Helmut Oberlander, 95, was born in Ukraine and became a German citizen during World War Two, serving first as a translator for Nazi death squads and later as an infantryman in the German army, court documents from 2018 state.
“He was found to have significantly misrepresented his wartime activities to Canadian immigration and citizenship officials when he applied to enter Canada” in 1952, according to the Supreme Court’s case summary.
He obtained Canadian citizenship in 1960 and was initially stripped of it in 1995, after the Royal Canadian Mounted Police began an investigation into his involvement in war crimes.

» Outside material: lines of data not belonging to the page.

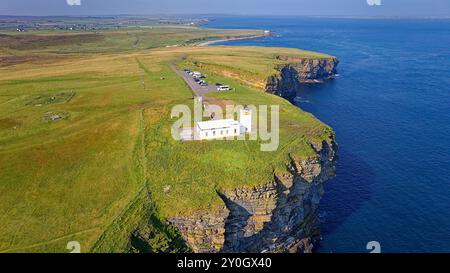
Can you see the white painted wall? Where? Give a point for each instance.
(231, 131)
(245, 117)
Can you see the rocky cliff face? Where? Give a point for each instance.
(280, 216)
(298, 71)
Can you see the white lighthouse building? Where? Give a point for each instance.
(245, 117)
(223, 128)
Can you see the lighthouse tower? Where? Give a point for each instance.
(245, 117)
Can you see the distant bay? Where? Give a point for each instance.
(390, 108)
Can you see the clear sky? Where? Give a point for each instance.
(243, 7)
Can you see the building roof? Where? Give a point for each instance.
(217, 124)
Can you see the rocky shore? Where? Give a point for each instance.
(280, 216)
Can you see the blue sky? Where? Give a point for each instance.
(244, 7)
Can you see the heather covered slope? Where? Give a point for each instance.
(86, 150)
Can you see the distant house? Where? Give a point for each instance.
(196, 74)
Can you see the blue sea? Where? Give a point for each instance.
(390, 108)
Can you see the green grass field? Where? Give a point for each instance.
(98, 175)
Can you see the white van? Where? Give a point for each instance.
(223, 88)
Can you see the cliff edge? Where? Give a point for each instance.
(298, 71)
(281, 216)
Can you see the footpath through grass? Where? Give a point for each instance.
(97, 176)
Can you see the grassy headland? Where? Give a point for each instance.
(99, 171)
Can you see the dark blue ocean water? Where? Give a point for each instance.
(390, 109)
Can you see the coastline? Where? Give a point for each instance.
(230, 39)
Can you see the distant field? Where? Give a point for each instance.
(75, 42)
(97, 172)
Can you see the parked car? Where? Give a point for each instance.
(223, 88)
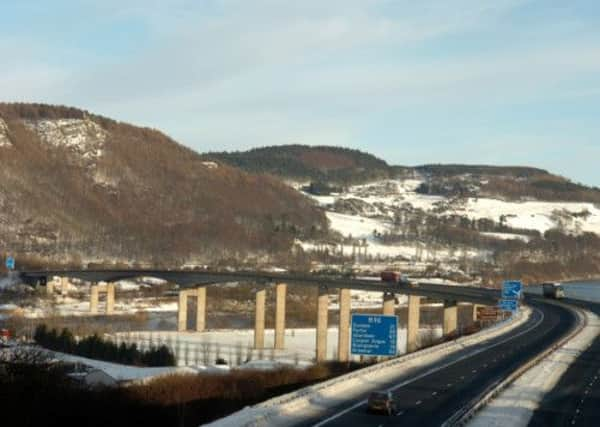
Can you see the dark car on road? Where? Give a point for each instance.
(382, 401)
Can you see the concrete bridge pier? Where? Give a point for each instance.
(280, 294)
(412, 328)
(344, 325)
(182, 311)
(389, 301)
(94, 291)
(475, 307)
(259, 320)
(110, 298)
(450, 317)
(322, 323)
(64, 286)
(50, 287)
(200, 309)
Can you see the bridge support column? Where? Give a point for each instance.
(94, 291)
(259, 320)
(412, 328)
(110, 298)
(50, 287)
(64, 286)
(322, 323)
(182, 312)
(389, 301)
(344, 325)
(475, 306)
(280, 292)
(200, 309)
(450, 317)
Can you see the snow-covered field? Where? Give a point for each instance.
(318, 400)
(236, 346)
(373, 207)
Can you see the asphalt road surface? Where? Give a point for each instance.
(575, 400)
(428, 399)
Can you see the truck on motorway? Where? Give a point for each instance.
(395, 277)
(553, 290)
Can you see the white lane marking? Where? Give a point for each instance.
(434, 370)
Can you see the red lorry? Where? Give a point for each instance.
(394, 276)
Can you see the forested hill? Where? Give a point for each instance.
(342, 166)
(334, 165)
(75, 183)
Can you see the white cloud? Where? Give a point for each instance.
(234, 74)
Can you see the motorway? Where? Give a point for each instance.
(429, 398)
(575, 400)
(188, 279)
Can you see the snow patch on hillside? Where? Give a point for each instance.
(535, 215)
(4, 139)
(82, 136)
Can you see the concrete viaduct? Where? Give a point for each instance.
(194, 283)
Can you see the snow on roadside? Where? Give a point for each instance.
(125, 372)
(515, 405)
(313, 401)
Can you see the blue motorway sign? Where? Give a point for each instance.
(509, 305)
(374, 335)
(511, 289)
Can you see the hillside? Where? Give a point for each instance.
(97, 189)
(343, 167)
(334, 165)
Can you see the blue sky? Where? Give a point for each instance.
(466, 81)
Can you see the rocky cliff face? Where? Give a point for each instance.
(83, 188)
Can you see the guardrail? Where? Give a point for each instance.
(463, 415)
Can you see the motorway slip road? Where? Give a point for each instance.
(430, 396)
(575, 400)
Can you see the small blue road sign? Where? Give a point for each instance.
(374, 335)
(509, 305)
(511, 289)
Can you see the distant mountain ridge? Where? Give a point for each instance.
(305, 163)
(72, 182)
(342, 166)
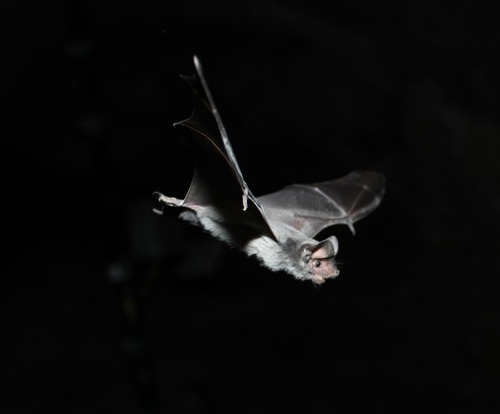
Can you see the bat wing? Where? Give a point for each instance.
(314, 207)
(217, 181)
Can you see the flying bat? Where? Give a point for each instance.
(277, 228)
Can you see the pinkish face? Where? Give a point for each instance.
(322, 266)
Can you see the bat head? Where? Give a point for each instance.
(320, 260)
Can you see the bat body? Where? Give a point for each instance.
(278, 228)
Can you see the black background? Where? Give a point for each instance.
(106, 307)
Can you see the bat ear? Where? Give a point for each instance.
(326, 248)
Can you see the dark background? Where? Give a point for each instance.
(106, 307)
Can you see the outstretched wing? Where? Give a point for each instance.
(314, 207)
(217, 181)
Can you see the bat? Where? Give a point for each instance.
(279, 229)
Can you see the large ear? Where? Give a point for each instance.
(326, 248)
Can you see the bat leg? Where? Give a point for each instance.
(169, 201)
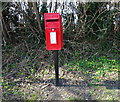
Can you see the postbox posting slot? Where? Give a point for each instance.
(52, 20)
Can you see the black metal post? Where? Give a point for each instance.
(56, 67)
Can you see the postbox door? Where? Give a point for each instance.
(53, 41)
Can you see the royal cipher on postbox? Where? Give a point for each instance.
(53, 31)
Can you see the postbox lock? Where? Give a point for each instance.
(53, 29)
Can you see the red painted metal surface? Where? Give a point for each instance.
(53, 31)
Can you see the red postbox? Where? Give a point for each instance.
(53, 31)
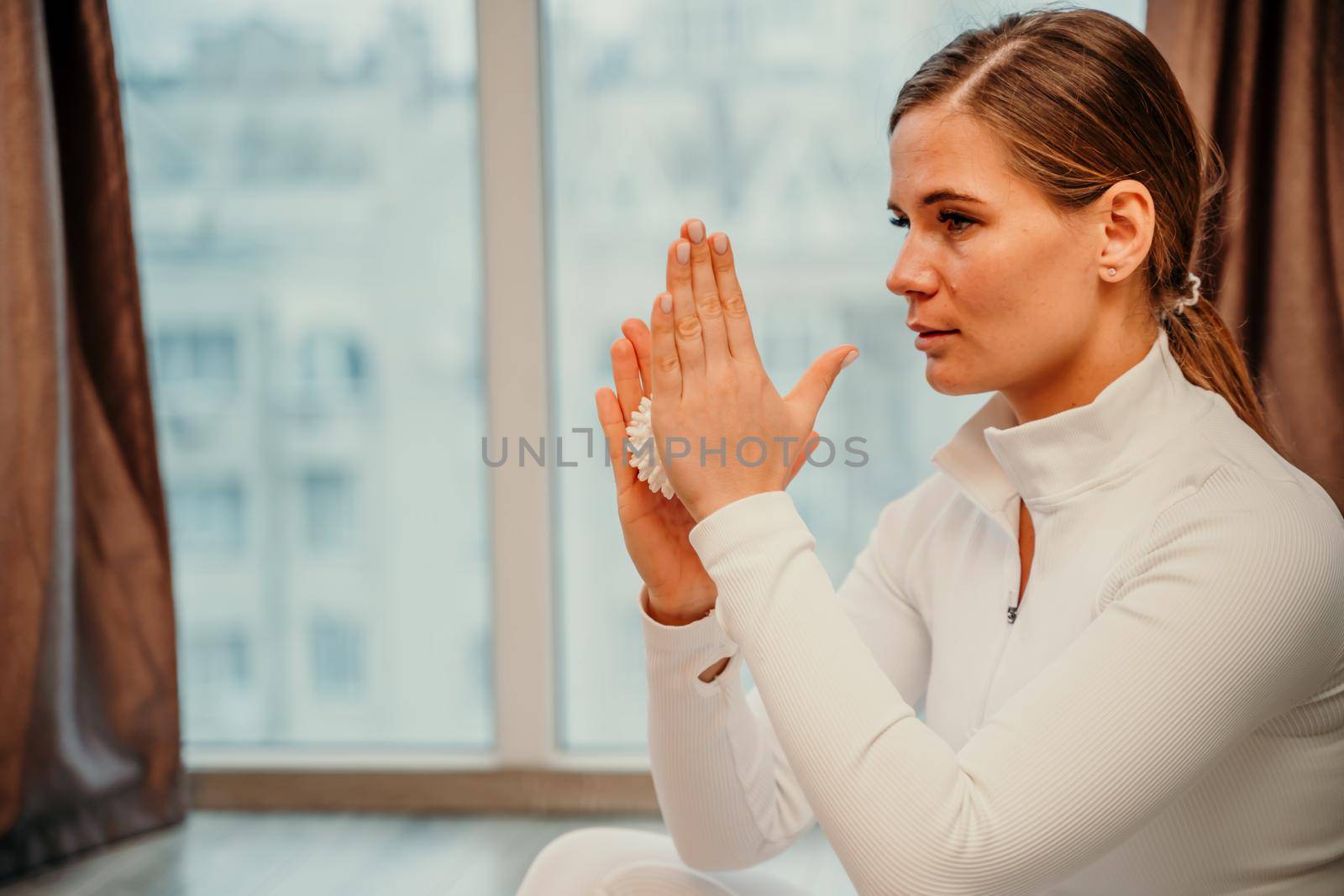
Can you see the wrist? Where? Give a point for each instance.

Oberlander has testified he was forced to join one of the Nazis’ Einsatzkommando mobile killing squads at age 17, and did not take part in any atrocities, the court documents from 2018 show.
The government did not find proof of conscription, according to court documents.
The squads murdered a total of more than 2 million people in eastern Europe, most of them Jewish people, Reuters previously reported. here)
Ronald Poulton, one of Oberlander’s lawyers, said he was outraged at the decision.
“It’s such an injustice. It’s politics over law,” Poulton said, pointing out that his client had won three times in the Federal Court of Appeals, a record which he said was “unheard of.”
Any potential deportation order will be fought over “tooth and nail,” he said.
The Canadian government was “pleased” with the Supreme Court’s decision, Nancy Caron, spokeswoman for Immigration, Refugees and Citizenship Canada, said in an email.
The government is “determined to deny safe haven in Canada to war criminals and persons believed to have committed or been complicit in war crimes, crimes against humanity, or genocide,” Caron added.
Edit Kuper, co-president of the Canadian Jewish Holocaust Survivors and Descendants, said the Supreme Court made the right decision. The government had attempted to revoke Oberlander’s citizenship three times prior and been rejected by the courts each time until its latest attempt.
“We are pained by the thought that there are still Nazi war criminals who conceal their past and live among us,” Kuper said in a statement.
The Supreme Court did not provide reasons for its dismissal of Oberlander’s application for leave to appeal his citizenship revocation.